Worse, we omitted to say what John Galliano had done, from which he needed to be habilitated. I had a dim memory, but had to look it up. He was sacked by Dior after drunken racist rants, which his lawyer blamed on “work-related stress and multiple addictions”. Our readers should have been reminded.
• “Sardinia fights to stop $1m Bronze Age icon going under the hammer”: this headline on Wednesday was about a “4,500‑year-old pagan idol”, as its first paragraph informed us. (It would be pagan – “of beliefs other than those of the main world religions” – if it were 4,500 years old.)
It was unclear whether we were using “icon” in the headline in its literal or its metaphorical sense. An “idol” is a figure of a god (a statuette of a mother goddess, as we could see from the picture). An “icon” is a devotional painting of a holy person, typically on wood and used ceremonially in Eastern churches. So the literal sense was wrong, and the metaphorical sense is not just on the Banned List, but in this case was simply confusing.
• We mixed metaphors in our report of Wednesday’s match between Arsenal and Southampton: “As the hour approached the stalemate asked something of both managers: to stick or twist.”
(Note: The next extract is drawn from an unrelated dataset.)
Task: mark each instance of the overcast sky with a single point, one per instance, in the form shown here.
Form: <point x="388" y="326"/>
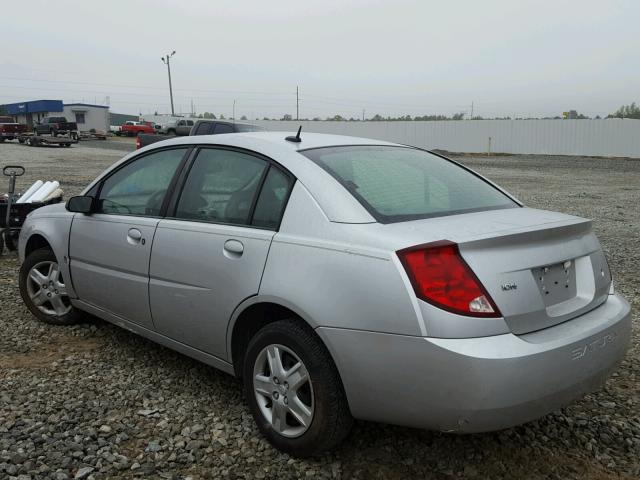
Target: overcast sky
<point x="508" y="57"/>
A football game turned into chess and ended as pontoon in a single sentence. This is not bad in itself, but the stalemate is wrong. It does not mean deadlock: it is the end of the game, a draw that usually comes about by mistake, when the player in a strong position fails to allow the weaker player any legal moves. Nothing, therefore, follows a stalemate, except in journalese, in which it is often “broken”.